– Давай, – приказал Язычник. Лучники с лодок выстрелили раз и другой. На корабле закричали. Два тела, кувыркаясь, упали в воду. Зверёныш оскалился, видя торчащие из спин древки.

Сарынь загомонила, кинулась гурьбой на кичку. Лодки пристали, воины заскакивали снизу на борт, бранясь, рубили тех, кто замешкался. Зверёныш соскочил с борта на лавку, любопытства ради ткнул саблей скорчившегося под лавкой гребца. Тот жалобно закричал, задёргался. Стало противно. С борта спрыгнул Путьша и добил его, дурно хохотнув. Переглянулся со Зверёнышем, и тот оскалился – в бою надо быть злее, чтобы тебя за вожака считали.

Налётчики дрались на корме у конских стойл. Купцы и приказные в кафтанах да с лёгкими сабельками пытались сопротивляться. Вольга-лучник тяжеленным мечом сам срубил двоим головы. Куда лёгким саблям до меча! Зверёныш и не заметил, как бой окончился, купцы сдались. Вокруг кричали, гремело железо, выли раненые. Победители волокли купцов по полу, мешали живых с мёртвыми.

Кто-то завопил: «Не губи!», кого-то с бранью потащили из трюма. Защищая, верный холоп кинулся на Ярца. Тот оторопел, заслонился, а после выставил меч и ткнул неуёмного холопа в живот. Тот повалился на бок, и прятавшихся в трюме женщин вытащили. Купцову семью, что ли?

В стойлах на корме ржали и бились лошади.

Тяжёлым шагом Язычник пересёк палубу. Шлем с нащёчниками и наносьем прятал его лицо. Перед ним валялся скрученный руками за спину купецкий староста, его буянская тога перемазана чёрно-красным. Поморщившись, Язычник снял шлем.

– Узнал меня?

Староста поднял голову.

– Хе-е, – протянул, скривившись, и сплюнул кровью в сторону.

– А я-то как услышал, что Салтанка под осень купцов пошлёт лошадьми затовариваться… – Вольга-лучник не договорил, замолчал хмуро. – Расплатимся?
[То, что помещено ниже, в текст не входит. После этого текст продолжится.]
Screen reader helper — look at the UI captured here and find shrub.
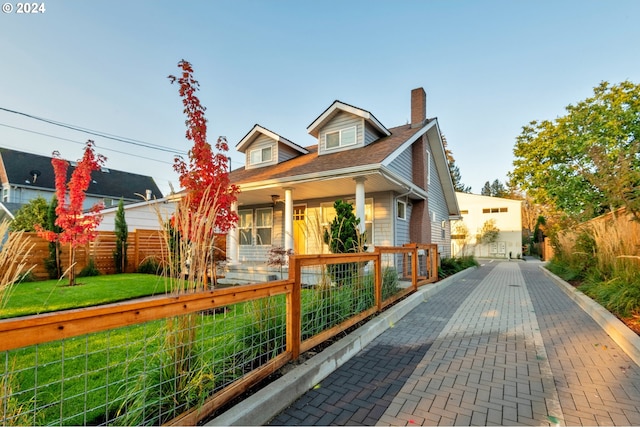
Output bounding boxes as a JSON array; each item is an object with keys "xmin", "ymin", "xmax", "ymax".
[
  {"xmin": 77, "ymin": 258, "xmax": 100, "ymax": 277},
  {"xmin": 136, "ymin": 258, "xmax": 164, "ymax": 276}
]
Кто там у тебя, показывай.

В трюме пряталась девчонка лет двенадцати с золотыми серьгами и, видимо, её нянька, молодка с пухлой грудью. Молодка-то была из местных, говорила понятно, а девчонка что-то лопотала по-своему, наверное, по-буянски. Староста захрипел, кашлянул и вдруг выпалил:

– Пусти её! Вольга, слышишь? Это же дочка Салтанова. Я ей и за няньку, и за дядьку, я ей как родной.

Язычник мотнул чубом, потёр горло – бычью шею намяла горловина кольчуги:

– А давешним годом моих молодцов Салтанка отпустил ли? Выкуп за них принимал ли? Живы они иль померли на плахе-то! – Язычник, опираясь на меч, вогнал его в палубу. Аж доска треснула.

Девчонка что-то забормотала. Зверёныш вслушался, но ни слова не понял: кар-кар да гыр-гыр и всё. Кормилица только глаза переводила с неё на Язычника.

– Вольга, – пленный староста пытался привстать. – Знаешь, за что тебя «язычником» кличут? Чужой ты здесь. И языком чужой, и повадками чужой, и веришь во что честным людям не полагается…

– Врешь, сука, – Вольга был страшно спокоен. – Я тем, кто слово не держит, языки из пасти рву.

Пленный сглотнул и привстал-таки, распрямив спину. Лицом побелел – это Зверёныш заметил. Он, кажется, уже ко всему приготовился.

– Этих, – показал Язычник на девчонку с кормилицей, – за борт. В воду.

– Пусти-и!!! – взвился пленный, но ему заломили руки, опрокинули на доски. Девчонка закричала по-тарабарски. Воины схватили её и няньку, та закричала надсадным визгом:

– Не её! Меня, меня губите!

Обеих скрутили веревками, плюясь и бранясь на себя от досады, выкинули в воду. Река гулко плеснула, поглотила их. Только сарафан пузырём поднялся и тоже потонул.

– А ты, холоп, – Язычник нагнулся к старосте, – с сарынью на берег плыви и не смей потонуть. Салтанке всё, как было, расскажешь. Запомнил ли?